Full text article and references available here.

Post-Partum depression is a significant issue world-wide and affects up to 15% of mothers, with collateral damage to families. Evidence suggests that this condition is both under-recognized and under-treated. Moreover, treatment is often ineffective and PPD can persist causing long term harm to the patient and their relationships.

Ketamine is in ever widening use for a variety of psychiatric disorders and its potency in improving and eliminating depressive disorders in sub-anesthetic doses has been extensively documented. Much of the expanding clinical use of ketamine has focused on its ability to exert a potent and rapid antidepressant effect in patients with severe treatment resistant depression.

Ketamine a Potential Solution to an Impossible Decision

The outcomes of this study have huge implications for future treatment of women with PPD whose current options are limited and pose significant moral dilemmas. Conventional first-line treatment for PPD is the use of SSRIs which are known to have a long list of side-effects.  When it comes to infant exposure to this class of medication through breastmilk, the data is so limited that no conclusions can be made about the long term effects on cognition, behaviour or emotional changes.  A few of the common side effects of SSRIs include: agitation, anxiety, loss of appetite and weight loss, dizziness, blurred vision, headaches and sleeping problems.  It is understandable why so many women choose to forego this option.

In my clinical work with women who are having to make this choice, I see them face an impossible risk vs benefit scenario. Most societal norms instruct women to be “selfless;” they should put their children’s needs before their own. If a new mother chooses to take an SSRI to treat symptoms of a postpartum mood disorder, she may worry she is being selfish. Ultimately, if a woman has significant fear about the risk to her infant, any benefit from the medicine itself may not be sufficient to treat the postpartum mood disorder. And she may fear that if she chooses to medicate, she will have to wean her baby off of breastfeeding—a loss to both.

– Melissa Whippo

If a woman does choose to take SSRIs, these medications can take months before their effect is known and often people need to cycle through more than one medication before finding one that is possibly effective on their depressive symptoms.  The reality is that infants may be exposed to potentially risky levels of SSRIs without any positive effect on the mother’s depression or emotional disorder. However, it is important to note that the decision to forgo, discontinue or start medications should be made between the mother and her healthcare team.

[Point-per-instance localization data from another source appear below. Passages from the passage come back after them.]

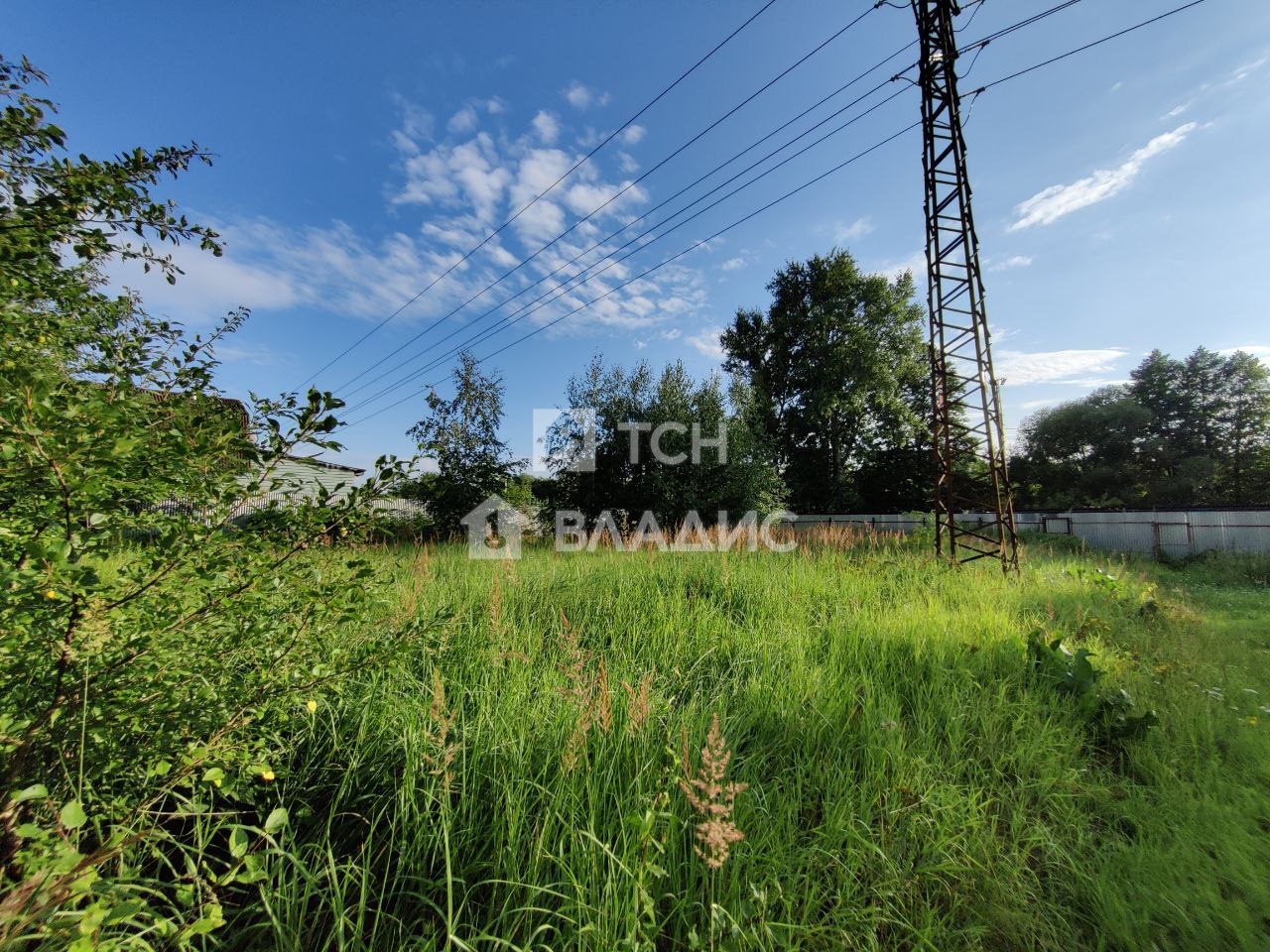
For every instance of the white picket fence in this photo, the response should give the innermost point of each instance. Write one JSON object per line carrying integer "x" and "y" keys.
{"x": 1171, "y": 535}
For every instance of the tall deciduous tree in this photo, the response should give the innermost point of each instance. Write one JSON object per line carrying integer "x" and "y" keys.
{"x": 635, "y": 407}
{"x": 838, "y": 373}
{"x": 461, "y": 434}
{"x": 1182, "y": 433}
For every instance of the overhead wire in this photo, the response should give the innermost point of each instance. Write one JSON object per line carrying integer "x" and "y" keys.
{"x": 770, "y": 204}
{"x": 978, "y": 45}
{"x": 663, "y": 263}
{"x": 647, "y": 213}
{"x": 550, "y": 188}
{"x": 564, "y": 287}
{"x": 612, "y": 198}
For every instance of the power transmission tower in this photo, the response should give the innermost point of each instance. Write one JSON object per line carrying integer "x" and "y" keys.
{"x": 965, "y": 404}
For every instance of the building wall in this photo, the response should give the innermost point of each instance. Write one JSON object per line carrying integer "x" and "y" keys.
{"x": 304, "y": 477}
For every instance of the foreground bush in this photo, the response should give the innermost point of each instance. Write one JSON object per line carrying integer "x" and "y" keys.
{"x": 155, "y": 660}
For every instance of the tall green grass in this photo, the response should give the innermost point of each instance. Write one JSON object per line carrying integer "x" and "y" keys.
{"x": 910, "y": 784}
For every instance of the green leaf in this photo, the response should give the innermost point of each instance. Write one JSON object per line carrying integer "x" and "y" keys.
{"x": 72, "y": 815}
{"x": 276, "y": 820}
{"x": 36, "y": 791}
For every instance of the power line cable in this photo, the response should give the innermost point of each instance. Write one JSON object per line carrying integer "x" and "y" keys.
{"x": 739, "y": 221}
{"x": 661, "y": 264}
{"x": 978, "y": 46}
{"x": 531, "y": 202}
{"x": 626, "y": 188}
{"x": 1089, "y": 46}
{"x": 563, "y": 289}
{"x": 645, "y": 214}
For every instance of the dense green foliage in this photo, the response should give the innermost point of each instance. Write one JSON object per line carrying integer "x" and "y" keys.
{"x": 461, "y": 436}
{"x": 838, "y": 375}
{"x": 731, "y": 468}
{"x": 1182, "y": 433}
{"x": 154, "y": 658}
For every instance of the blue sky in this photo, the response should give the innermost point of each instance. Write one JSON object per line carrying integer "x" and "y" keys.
{"x": 363, "y": 148}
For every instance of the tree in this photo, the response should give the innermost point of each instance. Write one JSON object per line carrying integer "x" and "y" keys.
{"x": 461, "y": 434}
{"x": 1243, "y": 426}
{"x": 634, "y": 408}
{"x": 158, "y": 654}
{"x": 1182, "y": 433}
{"x": 838, "y": 373}
{"x": 1084, "y": 453}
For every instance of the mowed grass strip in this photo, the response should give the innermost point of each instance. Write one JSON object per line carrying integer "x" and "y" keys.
{"x": 507, "y": 779}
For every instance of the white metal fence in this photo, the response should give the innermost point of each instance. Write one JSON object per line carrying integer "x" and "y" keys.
{"x": 1170, "y": 535}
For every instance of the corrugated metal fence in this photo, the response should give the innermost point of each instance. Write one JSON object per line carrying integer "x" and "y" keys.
{"x": 1171, "y": 535}
{"x": 243, "y": 508}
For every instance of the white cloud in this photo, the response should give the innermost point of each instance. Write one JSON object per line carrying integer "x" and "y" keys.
{"x": 1074, "y": 367}
{"x": 456, "y": 189}
{"x": 707, "y": 343}
{"x": 548, "y": 127}
{"x": 1006, "y": 264}
{"x": 451, "y": 176}
{"x": 1057, "y": 200}
{"x": 462, "y": 121}
{"x": 855, "y": 230}
{"x": 578, "y": 95}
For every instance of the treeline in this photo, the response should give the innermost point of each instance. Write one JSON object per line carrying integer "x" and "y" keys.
{"x": 826, "y": 409}
{"x": 1180, "y": 433}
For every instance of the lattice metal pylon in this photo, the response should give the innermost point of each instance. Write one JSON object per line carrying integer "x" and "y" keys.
{"x": 965, "y": 404}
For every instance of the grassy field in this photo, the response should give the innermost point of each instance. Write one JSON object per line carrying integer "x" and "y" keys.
{"x": 513, "y": 777}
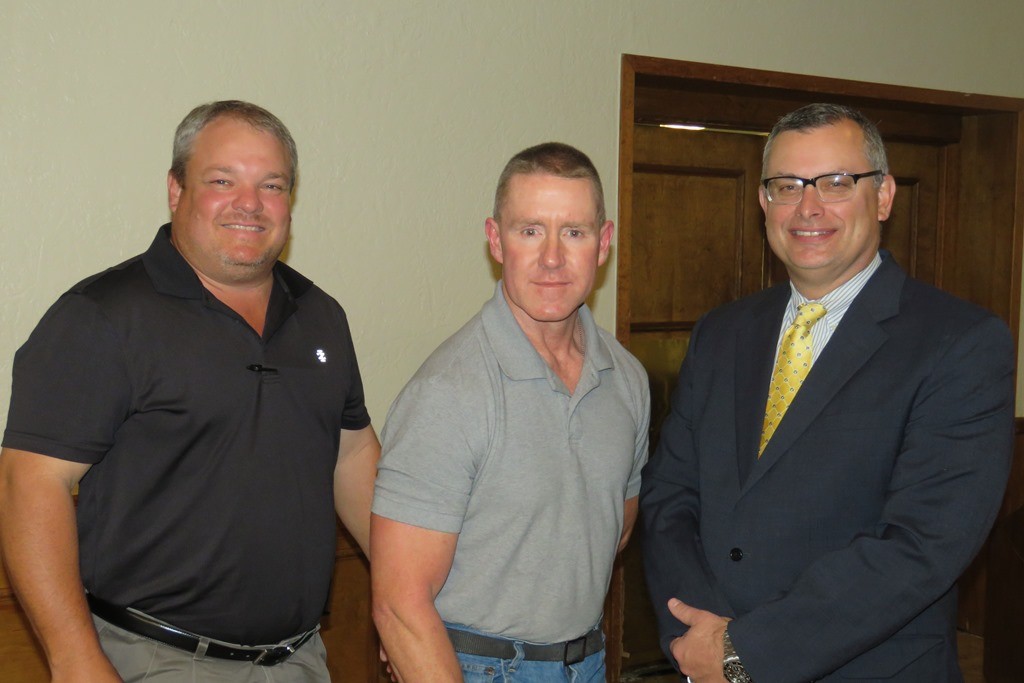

Level of Ketamine is Safe for Infants

During the Wolfson study, the 4 breastfeeding women received 2 different intramuscular doses of ketamine—0.5mg/kg and 1.0mg/kg during a period of 12 hours where breastfeeding was postponed.  Breast milk was collected at baseline, 3, 6, 9 and 12 hours post ketamine administration.  The amount of ketamine in the women’s breast milk at the 12 hour mark was insignificant.  For the woman who received the highest dose of 76 milligrams of ketamine, only 24 micrograms (0.024 mg) of ketamine was secreted in the 12 hour period.

These findings show only small concentrations of ketamine in breast milk which decline rapidly within hours.  This data supports that women may continue to breastfeed after a brief interruption limited to hours. This offers symptomatic women a new choice for treatment where they can continue breastfeeding, a fundamental aspect of the mother-child nurturing relationship.


The current treatment models of ketamine psychotherapy include infrequent dosing which avoids accumulation of ketamine levels in infants’ plasma levels.

Moving forward

This study represents a huge first step to begin the systematic study of the potential use of ketamine and Ketamine Assisted Psychotherapy for postpartum emotional disorders.

It is the hope that with further study an important new method to treat postpartum depression and other postpartum emotional disorders will become available. The Wolfson team believes ketamine presents great promise for women suffering with postpartum emotional difficulties.